Villalón Studio’s projects center on taking care of the life that is generated both within the designs and outside of them, with a particular emphasis placed on construction processes, materials, and their impact on the world around us.

Interior designer María Villalón, born in Santander in 1990, is relaunching her first solo venture which she began five years ago with a multidisciplinary female team of professionals with one shared objective: to design with a more human focus.

The studio has evolved in a natural, organic way in that each of us brings our own input to the table, even when that means expressing our reservations when we’re developing a design. What’s clear to us when we work is that we like to know what lies behind every step, to look at things from a different angle before executing them,” says María.

Villalón Studio is thus entering a stage of maturity in which the studio’s projects center on taking care of the life that is generated both within the designs and outside of them, with a particular emphasis placed on construction processes, materials, and their impact on the world around us.

In this regard, the studio draws inspiration from natural elements, clean lines, and the organic movement of human beings to create spaces designed to last. “We must strive to ensure our designs are high quality and that they endure over time. This is something that both society and our clients demand of us, which is why we are selective when it comes to choosing suppliers; we look to surround ourselves with like-minded professionals with a similar ethos, whose processes we can learn from.


Learning, experimentation, and dialogue. Channeling a fresh, innovative approach to design, Villalón has over 80 projects under her belt, comprising restaurant spaces, offices, market stalls, pop-ups, and residential commissions.

Vivienda MENORCA by Villalón Studio

Practically since the start of her career in 2016, María Villalón has attracted critics’ attention with projects for the likes of hip restaurant venues Pointer, Chow Chow, and Pomerania, subsequently, Roostiq, Hake Mate, and Lettera, not to mention a series of projects for apartments in Madrid, the Balearic Islands, Asturias, and Cantabria.
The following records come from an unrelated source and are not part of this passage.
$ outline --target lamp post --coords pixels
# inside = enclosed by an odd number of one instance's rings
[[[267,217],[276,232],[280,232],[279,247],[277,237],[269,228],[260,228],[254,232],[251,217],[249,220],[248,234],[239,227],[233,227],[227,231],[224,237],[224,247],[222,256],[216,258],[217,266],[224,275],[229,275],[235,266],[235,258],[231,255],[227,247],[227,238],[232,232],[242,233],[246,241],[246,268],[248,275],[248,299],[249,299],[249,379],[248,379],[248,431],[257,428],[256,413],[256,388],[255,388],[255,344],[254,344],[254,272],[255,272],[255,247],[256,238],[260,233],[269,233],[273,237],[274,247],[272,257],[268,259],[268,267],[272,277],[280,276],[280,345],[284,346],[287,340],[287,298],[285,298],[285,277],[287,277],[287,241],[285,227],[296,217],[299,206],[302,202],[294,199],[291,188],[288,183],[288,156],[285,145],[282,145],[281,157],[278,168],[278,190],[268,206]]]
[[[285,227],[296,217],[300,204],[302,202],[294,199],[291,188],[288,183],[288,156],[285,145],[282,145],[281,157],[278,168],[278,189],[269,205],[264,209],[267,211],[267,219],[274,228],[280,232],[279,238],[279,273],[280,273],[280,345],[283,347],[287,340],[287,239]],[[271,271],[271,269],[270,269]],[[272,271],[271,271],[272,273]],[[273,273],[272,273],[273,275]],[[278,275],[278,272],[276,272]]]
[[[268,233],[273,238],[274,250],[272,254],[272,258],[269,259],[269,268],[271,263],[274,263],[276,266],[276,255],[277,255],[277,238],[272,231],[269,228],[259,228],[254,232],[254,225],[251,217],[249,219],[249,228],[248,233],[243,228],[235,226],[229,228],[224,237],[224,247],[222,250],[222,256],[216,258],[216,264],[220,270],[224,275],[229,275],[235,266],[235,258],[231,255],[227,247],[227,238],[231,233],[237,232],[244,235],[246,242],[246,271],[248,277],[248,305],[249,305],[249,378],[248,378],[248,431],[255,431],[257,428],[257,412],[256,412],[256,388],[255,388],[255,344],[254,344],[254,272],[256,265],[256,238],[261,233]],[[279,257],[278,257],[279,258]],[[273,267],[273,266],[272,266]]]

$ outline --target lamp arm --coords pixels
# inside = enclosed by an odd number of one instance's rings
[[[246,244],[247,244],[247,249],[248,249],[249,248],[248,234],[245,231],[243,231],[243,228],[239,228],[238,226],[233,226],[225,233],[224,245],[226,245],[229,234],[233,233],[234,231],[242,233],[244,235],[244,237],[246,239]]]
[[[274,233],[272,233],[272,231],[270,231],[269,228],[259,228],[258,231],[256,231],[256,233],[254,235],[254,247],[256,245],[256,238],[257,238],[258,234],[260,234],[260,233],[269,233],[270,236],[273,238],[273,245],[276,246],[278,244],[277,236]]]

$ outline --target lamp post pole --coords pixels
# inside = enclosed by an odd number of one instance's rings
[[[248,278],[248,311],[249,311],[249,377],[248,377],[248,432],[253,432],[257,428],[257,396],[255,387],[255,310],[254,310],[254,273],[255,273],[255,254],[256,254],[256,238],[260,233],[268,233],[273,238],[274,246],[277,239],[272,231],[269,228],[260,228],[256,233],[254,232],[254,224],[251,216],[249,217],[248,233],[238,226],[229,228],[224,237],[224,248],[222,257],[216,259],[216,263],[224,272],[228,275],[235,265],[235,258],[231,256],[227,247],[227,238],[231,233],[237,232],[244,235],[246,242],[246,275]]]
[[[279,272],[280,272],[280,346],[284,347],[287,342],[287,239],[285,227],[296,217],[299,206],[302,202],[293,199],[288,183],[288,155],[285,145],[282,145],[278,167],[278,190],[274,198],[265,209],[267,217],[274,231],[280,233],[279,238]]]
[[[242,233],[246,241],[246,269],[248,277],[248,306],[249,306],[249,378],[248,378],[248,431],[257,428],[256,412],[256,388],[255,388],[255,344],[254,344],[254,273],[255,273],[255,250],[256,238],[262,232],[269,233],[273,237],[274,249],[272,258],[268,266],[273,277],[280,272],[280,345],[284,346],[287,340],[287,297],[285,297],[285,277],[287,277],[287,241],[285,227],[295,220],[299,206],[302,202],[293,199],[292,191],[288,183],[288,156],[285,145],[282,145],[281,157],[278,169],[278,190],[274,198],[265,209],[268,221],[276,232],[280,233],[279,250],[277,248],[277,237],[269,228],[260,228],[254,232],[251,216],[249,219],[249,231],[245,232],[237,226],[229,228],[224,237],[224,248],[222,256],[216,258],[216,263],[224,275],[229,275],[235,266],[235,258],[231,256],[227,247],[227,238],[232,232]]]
Tienda/winebar RIOJA ALTA by Villalón Studio

In spite of how different they may be, what all projects have in common is that our process is always the same. We undertake very thorough background research on the client, the space, and the conceptualization. The concept needs to be embodied in all phases and scales of the project.

Lamparas, tienda/winebar RIOJA ALTA by Villalón Studio

Villalón has also just finished designing the boutique and wine bar space at the Bodegas La Rioja Alta headquarters in Haro, La Rioja. The viticulture process itself serves as her main inspiration – from the vines themselves being nourished by the soil right through to the finished product on our table – incorporating materials such as wood, iron, and brick, crafted using traditional methods.

Building on this experience, in this new chapter Villalón Studio will seek to take on projects with a positive impact, sensitive to the real needs of individuals and the planet: “We are gearing towards a new type of client who appreciates more sustainable and conscious actions. The design has always been a tool for solving complex problems, but now, we feel that when it comes to any project, this collective dimension cannot be overlooked. As early as the initial concept development phase, this entails evaluating the social and environmental impact that our designs may have.”

Restaurante CHOW CHOW by Villalón Studio

Owing to this, one of Villalón’s obsessions is studying materials and their provenance, the waste they generate, and their regenerative properties, with a view to reusing them in the future, analyzing the fuel consumption associated with their transportation, maintenance, and cleaning requirements, as well as their durability.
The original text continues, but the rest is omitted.